Recommendations for larger player counts
Seperate TCP connections for each user, and using that incredibly terrible Select() statement, worked fine for a few players at a time. Trying to get ready to expand a bit though, so was wondering what are the protocols/methods that are the ones-to-use as player counts increase [50 players.. 100... 5000... as player count gets large to huge]. TCP: Cycling through the 'select' statement each game step, which will FOR SURE have something waiting to be processed if there are even 50 clients in it's list, seems sort of silly [why even call it if you know for certain it'll immediately return, with a list of sockets that have tons and tons of ready-to-reads]. At this point, when the chance of readable data gets to be a sure thing, is it better just to make the socket non-blocking, and let it return instantly if it fails to read? UDP: Seems like with UDP I can use one socket for several players, but as player counts increase, should the sockets be divided up? If so, should it be done with port number... connected udp...something else? Also, with sending outgoing traffic on udp with large numbers of clients, what sort of issues can i expect to rise up trying to send out large amounts of packets through a small number of sockets. Just seems like when the player count gets large, a lot of the conventional ways of doing things seem to break down. A lot of the articles I've read mention breaking the client base up into a number of threads, and using what is effectively the select statement on a smaller set, but it seems like even that would return right away, since there'll likely aways be data to read, somewhere. any advice would be great.... looks like a tough problem in general though.

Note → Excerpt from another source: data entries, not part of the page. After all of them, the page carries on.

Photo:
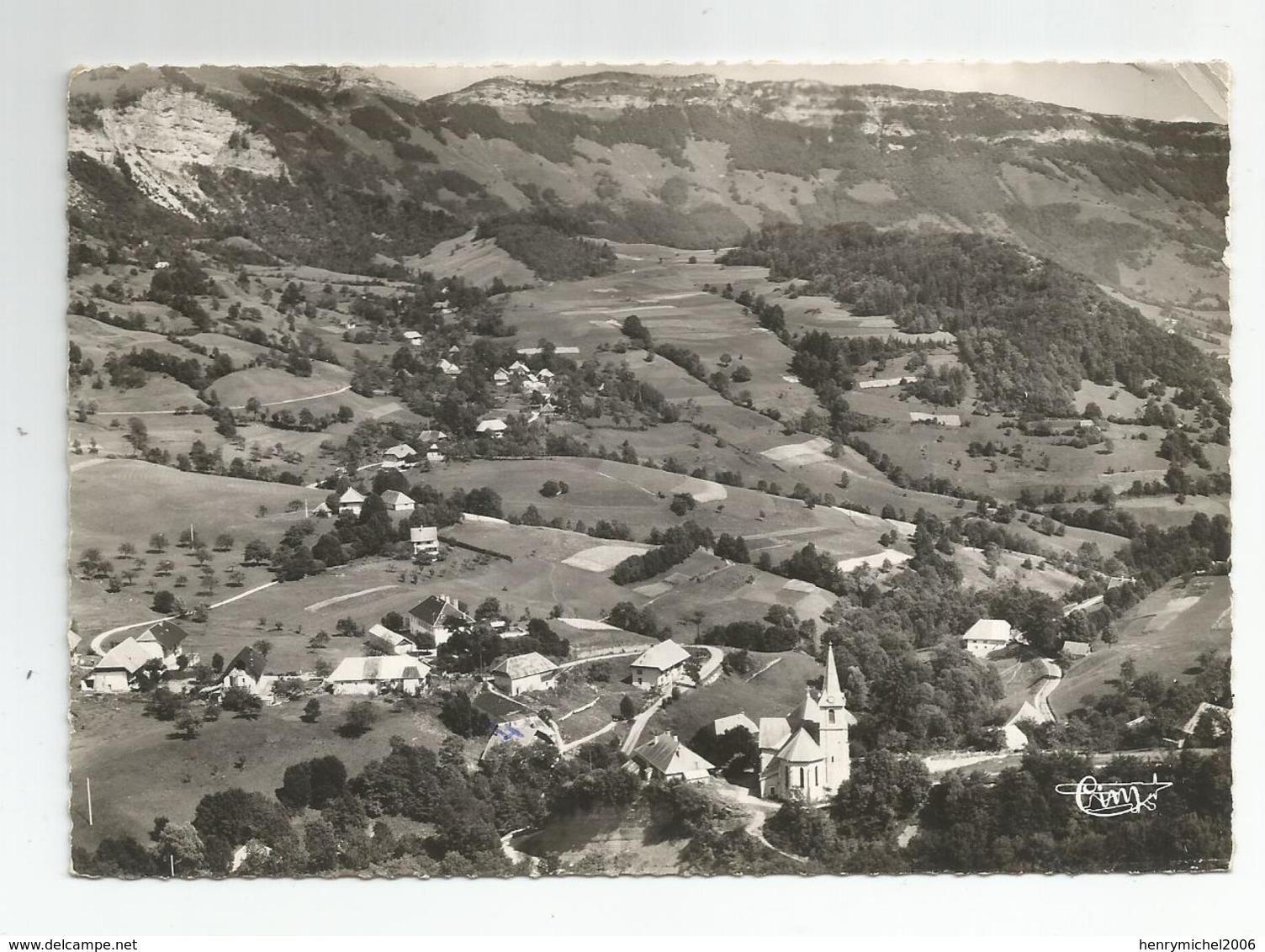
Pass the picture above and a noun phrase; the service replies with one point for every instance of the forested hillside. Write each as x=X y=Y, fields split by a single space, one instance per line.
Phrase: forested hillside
x=1029 y=329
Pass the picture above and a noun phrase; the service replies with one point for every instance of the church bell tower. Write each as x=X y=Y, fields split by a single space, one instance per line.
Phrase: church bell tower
x=835 y=720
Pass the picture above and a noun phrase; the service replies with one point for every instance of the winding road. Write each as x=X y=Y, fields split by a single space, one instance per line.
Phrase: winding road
x=99 y=641
x=273 y=404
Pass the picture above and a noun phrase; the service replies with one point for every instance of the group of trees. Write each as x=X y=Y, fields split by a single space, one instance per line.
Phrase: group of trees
x=672 y=547
x=989 y=295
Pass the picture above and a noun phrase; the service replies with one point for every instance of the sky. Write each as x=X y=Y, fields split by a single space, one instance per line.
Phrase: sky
x=1164 y=91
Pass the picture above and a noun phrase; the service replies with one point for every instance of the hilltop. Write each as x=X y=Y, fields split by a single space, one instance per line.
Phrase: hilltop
x=341 y=170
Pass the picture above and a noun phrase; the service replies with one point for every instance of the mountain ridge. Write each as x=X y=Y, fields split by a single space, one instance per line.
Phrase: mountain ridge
x=691 y=161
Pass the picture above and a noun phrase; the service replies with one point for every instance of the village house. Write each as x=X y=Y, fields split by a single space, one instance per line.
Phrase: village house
x=424 y=539
x=398 y=455
x=1219 y=722
x=396 y=501
x=351 y=501
x=246 y=670
x=659 y=667
x=805 y=756
x=986 y=636
x=378 y=674
x=168 y=636
x=664 y=758
x=253 y=851
x=117 y=670
x=1012 y=733
x=381 y=637
x=724 y=725
x=437 y=616
x=495 y=429
x=520 y=673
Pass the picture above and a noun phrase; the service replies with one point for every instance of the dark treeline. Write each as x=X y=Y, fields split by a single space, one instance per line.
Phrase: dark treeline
x=1030 y=331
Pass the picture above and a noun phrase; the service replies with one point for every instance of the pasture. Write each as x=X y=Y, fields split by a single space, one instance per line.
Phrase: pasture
x=1165 y=632
x=773 y=692
x=140 y=773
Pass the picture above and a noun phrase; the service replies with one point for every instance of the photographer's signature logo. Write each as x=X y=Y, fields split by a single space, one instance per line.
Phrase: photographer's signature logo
x=1097 y=799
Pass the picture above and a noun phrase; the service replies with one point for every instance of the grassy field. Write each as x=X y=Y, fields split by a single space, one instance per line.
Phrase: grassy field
x=1162 y=633
x=1164 y=511
x=775 y=693
x=138 y=773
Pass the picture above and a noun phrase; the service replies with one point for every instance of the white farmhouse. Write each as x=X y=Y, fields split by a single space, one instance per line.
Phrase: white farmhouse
x=424 y=539
x=520 y=673
x=659 y=667
x=986 y=636
x=396 y=501
x=379 y=674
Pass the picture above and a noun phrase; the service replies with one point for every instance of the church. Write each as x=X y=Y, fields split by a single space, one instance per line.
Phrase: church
x=803 y=756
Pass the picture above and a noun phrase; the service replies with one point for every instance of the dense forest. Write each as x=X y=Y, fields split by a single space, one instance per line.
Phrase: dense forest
x=1029 y=329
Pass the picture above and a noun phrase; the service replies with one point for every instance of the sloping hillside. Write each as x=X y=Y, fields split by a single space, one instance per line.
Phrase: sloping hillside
x=348 y=167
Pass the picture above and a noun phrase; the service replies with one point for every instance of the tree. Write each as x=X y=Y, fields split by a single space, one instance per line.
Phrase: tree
x=359 y=718
x=180 y=847
x=166 y=603
x=256 y=553
x=243 y=702
x=459 y=716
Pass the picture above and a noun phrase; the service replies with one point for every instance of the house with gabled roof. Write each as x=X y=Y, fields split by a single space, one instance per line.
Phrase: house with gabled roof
x=117 y=670
x=351 y=501
x=170 y=637
x=378 y=674
x=659 y=667
x=396 y=501
x=521 y=673
x=398 y=455
x=987 y=636
x=437 y=617
x=246 y=670
x=494 y=427
x=805 y=756
x=667 y=759
x=424 y=539
x=381 y=637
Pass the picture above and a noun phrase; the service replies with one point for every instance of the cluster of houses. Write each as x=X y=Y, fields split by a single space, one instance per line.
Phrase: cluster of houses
x=120 y=668
x=803 y=756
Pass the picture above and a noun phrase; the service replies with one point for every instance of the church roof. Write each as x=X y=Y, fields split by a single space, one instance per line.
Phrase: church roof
x=801 y=748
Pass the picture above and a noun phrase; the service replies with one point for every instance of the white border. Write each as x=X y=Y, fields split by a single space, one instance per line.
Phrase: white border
x=40 y=42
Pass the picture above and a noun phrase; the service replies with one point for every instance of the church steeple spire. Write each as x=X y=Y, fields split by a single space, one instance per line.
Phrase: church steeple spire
x=831 y=695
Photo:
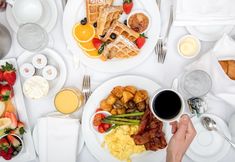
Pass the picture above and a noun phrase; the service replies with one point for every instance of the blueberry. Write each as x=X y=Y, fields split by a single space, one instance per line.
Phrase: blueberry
x=95 y=24
x=113 y=36
x=84 y=21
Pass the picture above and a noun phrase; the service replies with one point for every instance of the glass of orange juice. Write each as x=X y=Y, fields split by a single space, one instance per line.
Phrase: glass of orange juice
x=68 y=100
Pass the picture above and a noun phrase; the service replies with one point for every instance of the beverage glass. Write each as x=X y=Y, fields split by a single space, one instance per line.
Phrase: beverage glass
x=167 y=105
x=32 y=37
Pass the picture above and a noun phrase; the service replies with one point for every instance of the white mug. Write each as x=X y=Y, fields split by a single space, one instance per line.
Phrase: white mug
x=26 y=11
x=177 y=116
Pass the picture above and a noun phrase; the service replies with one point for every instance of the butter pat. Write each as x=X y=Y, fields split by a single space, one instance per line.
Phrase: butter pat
x=189 y=46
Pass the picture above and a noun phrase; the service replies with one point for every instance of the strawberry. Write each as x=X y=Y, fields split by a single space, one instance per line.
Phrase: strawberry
x=6 y=92
x=127 y=6
x=9 y=73
x=140 y=41
x=14 y=141
x=13 y=118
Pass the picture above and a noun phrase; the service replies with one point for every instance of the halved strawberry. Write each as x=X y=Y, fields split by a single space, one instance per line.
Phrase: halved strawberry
x=9 y=73
x=13 y=118
x=14 y=141
x=6 y=92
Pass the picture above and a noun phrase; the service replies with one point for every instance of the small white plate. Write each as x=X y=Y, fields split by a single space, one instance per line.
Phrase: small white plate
x=209 y=33
x=209 y=145
x=54 y=59
x=47 y=20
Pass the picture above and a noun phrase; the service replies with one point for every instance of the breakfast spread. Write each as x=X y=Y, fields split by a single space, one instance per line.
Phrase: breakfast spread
x=102 y=35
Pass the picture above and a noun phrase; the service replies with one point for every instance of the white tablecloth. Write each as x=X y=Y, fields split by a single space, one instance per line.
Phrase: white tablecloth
x=163 y=74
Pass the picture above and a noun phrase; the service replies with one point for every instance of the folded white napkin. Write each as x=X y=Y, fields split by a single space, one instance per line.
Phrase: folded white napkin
x=221 y=99
x=58 y=138
x=204 y=12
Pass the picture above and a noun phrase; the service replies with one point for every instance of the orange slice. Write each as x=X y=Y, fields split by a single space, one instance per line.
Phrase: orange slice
x=83 y=33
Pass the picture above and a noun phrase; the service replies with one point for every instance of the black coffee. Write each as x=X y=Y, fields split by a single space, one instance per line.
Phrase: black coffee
x=167 y=104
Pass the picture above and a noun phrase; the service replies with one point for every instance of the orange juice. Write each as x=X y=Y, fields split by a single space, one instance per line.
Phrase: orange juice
x=68 y=100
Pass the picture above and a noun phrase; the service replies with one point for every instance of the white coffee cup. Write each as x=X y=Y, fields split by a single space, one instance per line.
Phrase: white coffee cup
x=26 y=11
x=175 y=117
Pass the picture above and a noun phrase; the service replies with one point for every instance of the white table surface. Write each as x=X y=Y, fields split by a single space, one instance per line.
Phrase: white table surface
x=163 y=74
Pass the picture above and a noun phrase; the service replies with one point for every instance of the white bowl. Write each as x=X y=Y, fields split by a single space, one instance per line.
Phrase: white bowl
x=196 y=52
x=143 y=12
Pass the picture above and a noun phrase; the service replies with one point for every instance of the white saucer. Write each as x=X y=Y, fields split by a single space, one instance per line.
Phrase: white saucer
x=54 y=59
x=209 y=33
x=209 y=146
x=47 y=20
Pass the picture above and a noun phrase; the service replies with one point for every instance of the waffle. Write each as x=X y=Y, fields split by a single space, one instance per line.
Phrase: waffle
x=107 y=15
x=92 y=9
x=120 y=29
x=120 y=48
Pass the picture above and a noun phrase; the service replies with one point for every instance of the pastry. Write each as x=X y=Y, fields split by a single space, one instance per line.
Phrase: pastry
x=92 y=9
x=120 y=48
x=107 y=15
x=120 y=29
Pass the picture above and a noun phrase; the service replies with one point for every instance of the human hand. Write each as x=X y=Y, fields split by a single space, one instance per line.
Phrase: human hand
x=184 y=133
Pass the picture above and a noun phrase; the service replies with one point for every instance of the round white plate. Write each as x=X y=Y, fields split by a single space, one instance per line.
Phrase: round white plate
x=75 y=11
x=54 y=59
x=209 y=146
x=94 y=140
x=209 y=33
x=47 y=20
x=36 y=142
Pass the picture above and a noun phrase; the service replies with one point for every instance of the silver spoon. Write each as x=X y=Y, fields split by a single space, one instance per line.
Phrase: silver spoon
x=210 y=125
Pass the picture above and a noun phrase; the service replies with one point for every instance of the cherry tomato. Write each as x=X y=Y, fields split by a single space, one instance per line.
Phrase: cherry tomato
x=101 y=129
x=97 y=119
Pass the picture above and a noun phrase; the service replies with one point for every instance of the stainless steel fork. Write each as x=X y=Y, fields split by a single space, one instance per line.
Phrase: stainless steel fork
x=86 y=87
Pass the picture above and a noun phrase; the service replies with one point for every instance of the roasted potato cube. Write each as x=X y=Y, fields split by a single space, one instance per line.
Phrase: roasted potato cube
x=118 y=91
x=114 y=112
x=105 y=106
x=121 y=111
x=111 y=99
x=140 y=96
x=127 y=96
x=131 y=89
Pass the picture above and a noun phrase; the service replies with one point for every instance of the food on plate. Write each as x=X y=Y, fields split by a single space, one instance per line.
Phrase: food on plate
x=83 y=33
x=107 y=15
x=229 y=68
x=120 y=48
x=93 y=9
x=117 y=28
x=49 y=72
x=125 y=99
x=68 y=100
x=120 y=143
x=138 y=21
x=39 y=61
x=36 y=87
x=150 y=133
x=127 y=6
x=10 y=146
x=189 y=46
x=27 y=70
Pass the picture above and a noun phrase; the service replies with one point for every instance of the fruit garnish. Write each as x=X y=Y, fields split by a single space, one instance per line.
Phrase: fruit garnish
x=83 y=33
x=13 y=119
x=141 y=40
x=84 y=21
x=9 y=73
x=127 y=6
x=6 y=92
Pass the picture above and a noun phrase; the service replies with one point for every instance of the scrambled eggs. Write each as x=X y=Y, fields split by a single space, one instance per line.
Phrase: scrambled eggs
x=120 y=143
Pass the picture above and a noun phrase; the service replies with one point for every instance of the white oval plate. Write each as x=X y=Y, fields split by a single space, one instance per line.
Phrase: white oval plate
x=209 y=33
x=47 y=20
x=75 y=11
x=54 y=59
x=209 y=145
x=94 y=140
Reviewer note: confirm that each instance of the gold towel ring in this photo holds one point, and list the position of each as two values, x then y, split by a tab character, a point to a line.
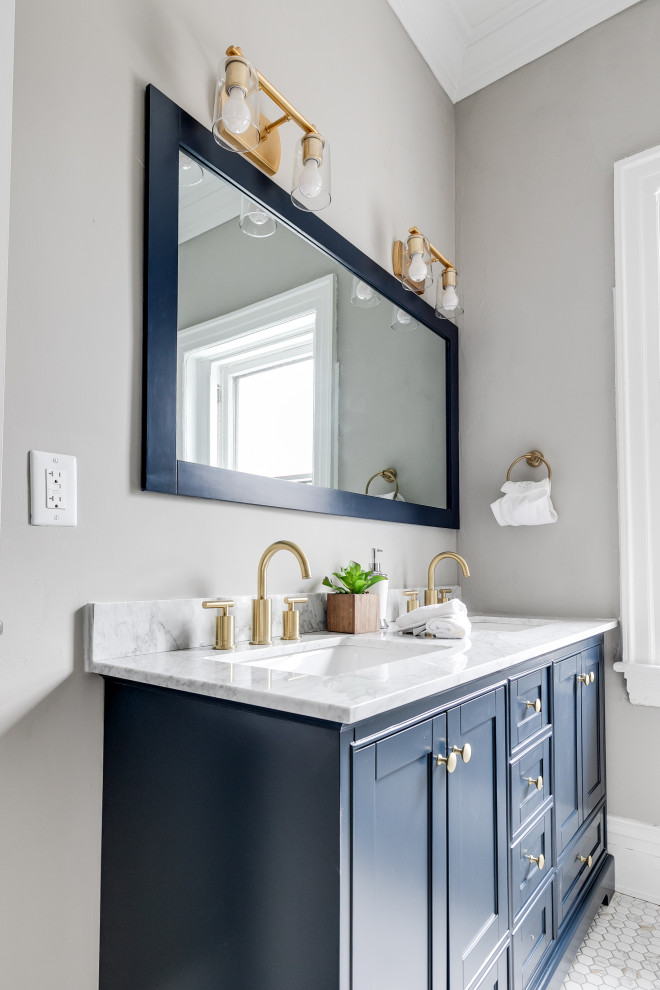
389	475
534	458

UDP is the choice for performance, TCP is the choice for guaranteed packets arrival and enviroments where packet loss is an issue.
theTroll
theTroll
TCP: If you have a high action game, then you can skip the select(), and just cycle all the sockets using asynchronous reads. If you think only 1 in 10 or less will have traffic, using select() is probably a win. If you want to scale to 5,000 on Windows, you have to use I/O Completion Ports for your I/O.
UDP: Use a single socket, but make sure the buffer is big enough that you don't lose packets while processing an unusually large packet. If your server tick rate is 30 Hz, I would have at least 100 ms (three ticks) of buffer space in the UDP input buffer. For example, if you're getting 1 kB/s per client of input, and 5,000 clients, you need a 500 kB buffer.
UDP: Use a single socket, but make sure the buffer is big enough that you don't lose packets while processing an unusually large packet. If your server tick rate is 30 Hz, I would have at least 100 ms (three ticks) of buffer space in the UDP input buffer. For example, if you're getting 1 kB/s per client of input, and 5,000 clients, you need a 500 kB buffer.